DMMs can be used in testing continuity, capacitors, diodes and transistors. More advanced digital voltmeters can also measure frequency.
The ‘auto-ranging’ feature of a digital voltmeter helps in selecting different measurement ranges, which can prevent damage to the meter if the wrong range is selected.
Portable size makes it easy to carry anywhere.
They cause less meter loading effects on the circuits being tested.
Some advanced digital voltmeter has microprocessors and can store the readings for further processing. They have very high input impedance.

1.5 LIMITATION OF THE PROJECT

The seven segment display’s display depends on a battery or external power source. When the battery is low, the display will be dim, making it difficult to read.
In case of fluctuations or transients, it can record an error.
Warming of the IC7107 during its use can change its properties leading to errors in measured value.
There is a voltage limitation. If it is increased beyond the limit, the meter will be damaged.
The digital nature makes it unsuitable for adjusting tuning circuits or peaking tunable responses.
They are expensive due to high manufacturing cost.

1.6 SCOPE OF THE PROJECT

This device is built using the ICL7107. The ICL7107 is a high performance, low power, 3.5 digit analog to digital converter. The IC includes internal circuitry for seven segment decoders, display drivers, reference voltage source and a clock. The power dissipation is less than 10mW and the display stability is very high.

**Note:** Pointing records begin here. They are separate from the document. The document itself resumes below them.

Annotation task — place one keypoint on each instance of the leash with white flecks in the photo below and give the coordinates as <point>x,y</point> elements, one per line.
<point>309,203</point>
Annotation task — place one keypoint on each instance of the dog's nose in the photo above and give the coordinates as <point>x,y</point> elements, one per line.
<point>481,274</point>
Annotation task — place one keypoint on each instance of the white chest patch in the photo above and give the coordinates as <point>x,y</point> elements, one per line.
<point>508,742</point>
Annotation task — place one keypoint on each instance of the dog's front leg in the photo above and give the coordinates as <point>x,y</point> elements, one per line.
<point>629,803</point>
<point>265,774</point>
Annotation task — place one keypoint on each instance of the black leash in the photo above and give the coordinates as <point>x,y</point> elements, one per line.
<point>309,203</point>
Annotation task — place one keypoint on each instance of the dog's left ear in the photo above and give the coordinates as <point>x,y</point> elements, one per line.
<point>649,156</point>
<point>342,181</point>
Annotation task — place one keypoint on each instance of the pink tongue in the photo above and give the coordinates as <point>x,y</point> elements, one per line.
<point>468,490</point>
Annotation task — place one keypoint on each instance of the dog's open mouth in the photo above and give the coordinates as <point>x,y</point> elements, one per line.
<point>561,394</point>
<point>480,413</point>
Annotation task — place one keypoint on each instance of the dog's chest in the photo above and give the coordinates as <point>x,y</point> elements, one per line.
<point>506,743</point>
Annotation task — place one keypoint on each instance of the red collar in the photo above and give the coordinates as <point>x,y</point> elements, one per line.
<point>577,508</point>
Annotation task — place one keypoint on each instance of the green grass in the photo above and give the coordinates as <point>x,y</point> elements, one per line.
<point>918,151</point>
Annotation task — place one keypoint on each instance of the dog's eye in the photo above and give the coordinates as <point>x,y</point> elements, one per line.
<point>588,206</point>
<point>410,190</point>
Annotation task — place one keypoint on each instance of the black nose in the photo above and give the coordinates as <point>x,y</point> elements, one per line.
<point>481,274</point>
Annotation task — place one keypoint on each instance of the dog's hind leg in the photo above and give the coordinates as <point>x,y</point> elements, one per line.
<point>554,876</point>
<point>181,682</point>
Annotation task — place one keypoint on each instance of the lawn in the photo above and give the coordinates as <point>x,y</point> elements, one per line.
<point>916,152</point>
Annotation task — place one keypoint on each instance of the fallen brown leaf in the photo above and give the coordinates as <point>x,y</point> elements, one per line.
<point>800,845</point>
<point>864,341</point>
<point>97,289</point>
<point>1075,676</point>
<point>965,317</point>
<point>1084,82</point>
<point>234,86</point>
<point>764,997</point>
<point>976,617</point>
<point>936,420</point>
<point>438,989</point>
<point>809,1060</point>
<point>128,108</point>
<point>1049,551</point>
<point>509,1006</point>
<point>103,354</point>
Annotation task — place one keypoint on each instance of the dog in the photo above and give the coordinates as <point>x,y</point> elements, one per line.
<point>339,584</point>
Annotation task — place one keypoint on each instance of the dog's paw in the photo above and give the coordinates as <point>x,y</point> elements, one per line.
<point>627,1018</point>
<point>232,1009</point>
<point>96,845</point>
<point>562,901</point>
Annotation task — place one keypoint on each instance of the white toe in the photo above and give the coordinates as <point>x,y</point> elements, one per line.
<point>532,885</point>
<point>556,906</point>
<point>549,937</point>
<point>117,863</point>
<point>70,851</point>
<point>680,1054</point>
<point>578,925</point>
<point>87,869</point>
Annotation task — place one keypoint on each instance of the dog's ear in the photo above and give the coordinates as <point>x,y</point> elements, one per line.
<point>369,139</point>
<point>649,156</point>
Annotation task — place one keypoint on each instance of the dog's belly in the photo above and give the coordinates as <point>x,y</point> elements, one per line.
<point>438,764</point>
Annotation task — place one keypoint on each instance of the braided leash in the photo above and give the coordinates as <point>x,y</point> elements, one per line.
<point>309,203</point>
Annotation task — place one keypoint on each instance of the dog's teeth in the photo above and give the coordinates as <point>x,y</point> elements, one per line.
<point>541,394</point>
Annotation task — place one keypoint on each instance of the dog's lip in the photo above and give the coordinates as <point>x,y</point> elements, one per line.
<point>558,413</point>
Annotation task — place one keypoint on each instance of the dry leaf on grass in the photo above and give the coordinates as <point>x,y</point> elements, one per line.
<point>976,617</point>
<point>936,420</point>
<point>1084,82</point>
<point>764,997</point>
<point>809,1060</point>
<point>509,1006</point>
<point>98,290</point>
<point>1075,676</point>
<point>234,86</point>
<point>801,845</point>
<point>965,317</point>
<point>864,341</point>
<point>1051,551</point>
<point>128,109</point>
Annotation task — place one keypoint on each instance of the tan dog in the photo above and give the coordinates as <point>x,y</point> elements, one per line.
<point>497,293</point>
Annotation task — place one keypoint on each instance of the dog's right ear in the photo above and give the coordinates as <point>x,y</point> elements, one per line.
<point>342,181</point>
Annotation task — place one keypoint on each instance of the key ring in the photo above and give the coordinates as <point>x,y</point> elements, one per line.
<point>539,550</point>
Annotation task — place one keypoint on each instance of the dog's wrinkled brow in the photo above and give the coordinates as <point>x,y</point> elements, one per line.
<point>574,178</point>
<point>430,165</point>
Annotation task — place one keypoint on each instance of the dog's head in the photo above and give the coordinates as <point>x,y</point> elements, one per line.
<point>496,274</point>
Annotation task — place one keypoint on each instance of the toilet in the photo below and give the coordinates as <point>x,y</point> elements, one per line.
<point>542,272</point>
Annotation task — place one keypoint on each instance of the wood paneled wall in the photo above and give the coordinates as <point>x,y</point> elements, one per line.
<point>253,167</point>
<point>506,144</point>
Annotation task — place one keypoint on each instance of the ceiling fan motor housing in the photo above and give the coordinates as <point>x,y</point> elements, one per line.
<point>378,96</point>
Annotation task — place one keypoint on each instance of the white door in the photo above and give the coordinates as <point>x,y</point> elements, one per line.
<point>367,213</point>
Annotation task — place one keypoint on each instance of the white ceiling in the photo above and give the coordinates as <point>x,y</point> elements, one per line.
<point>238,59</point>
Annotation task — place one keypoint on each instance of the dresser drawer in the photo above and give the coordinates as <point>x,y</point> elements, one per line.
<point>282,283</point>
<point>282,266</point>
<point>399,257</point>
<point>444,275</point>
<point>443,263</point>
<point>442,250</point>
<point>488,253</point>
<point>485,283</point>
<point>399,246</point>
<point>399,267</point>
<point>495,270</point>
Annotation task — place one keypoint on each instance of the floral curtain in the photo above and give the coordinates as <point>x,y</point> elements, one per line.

This digital voltmeter is simple in that the voltage to be measured is converted into a digital equivalent by the analog-to-digital converter (ADC) inside the IC and then this digital equivalent is decoded to the seven segment format and then displayed. The analog-to-digital converter (ADC) used in ICL7107 is dual slope type ADC.

1.7 PROJECT WORK ORGANIZATION

The various stages involved in the development of this project have been properly put into five chapters to enhance comprehensive and concise reading. In this project thesis, the project is organized sequentially as follows:

Chapter one of this work is on the introduction to a digital voltmeter. In this chapter, the background, significance, objective limitation and problem of a digital voltmeter were discussed.

Chapter two is on literature review of a digital voltmeter. In this chapter, all the literature pertaining to this work was reviewed.

Chapter three is on design methodology. In this chapter all the method involved during the design and construction were discussed.

Chapter four is on testing analysis. All testing that result accurate functionality was analyzed.

Chapter five is on conclusion, recommendation and references.